JPMorgan signs Grid technology deal with Platform Computing

JPMorgan signs Grid technology deal with Platform Computing

Wall Street investment bank JPMorgan is to use Grid technology from Platform Computing to redistribute idle computing power for number-crunching tasks in core front and middle office functions.

Platform was selected following a formal RFP process that included eight leading software and infrastructure vendors.

The JPMorgan deal was announced as Platform demonstrated the beta version of its Symphony solution at a Wall Street technology show. The system is designed to process compute and time-sensitive applications, such as trading, pricing, risk analysis, profit and loss (P&L) reporting and trade settlement, in real time, across an Enterprise Grid computing infrastructure.
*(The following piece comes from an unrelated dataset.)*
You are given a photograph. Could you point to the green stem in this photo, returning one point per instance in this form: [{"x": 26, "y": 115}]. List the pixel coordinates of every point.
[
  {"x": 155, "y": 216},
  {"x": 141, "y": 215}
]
The technology connects heterogeneous computing environments through a shared service layer which can be leveraged across the enterprise.

The ten-year old New York-based vendor numbers Deutsche Bank, Mackenzie Financial, Royal Bank Capital Markets, TD Canada Trust and Fidelity Investments among its customers.

"With increasing business and market pressures, financial services institutions are looking to Grids as a way to streamline analytical computing processes and to share and leverage globally dispersed assets to sharpen their competitive advantage," says Robert Batchelder, research director at Gartner. "As global enterprises, it is essential that they create Grid fabrics that weave together their entire analytical computing infrastructure, from internationally dispersed clusters to individual desktop machines."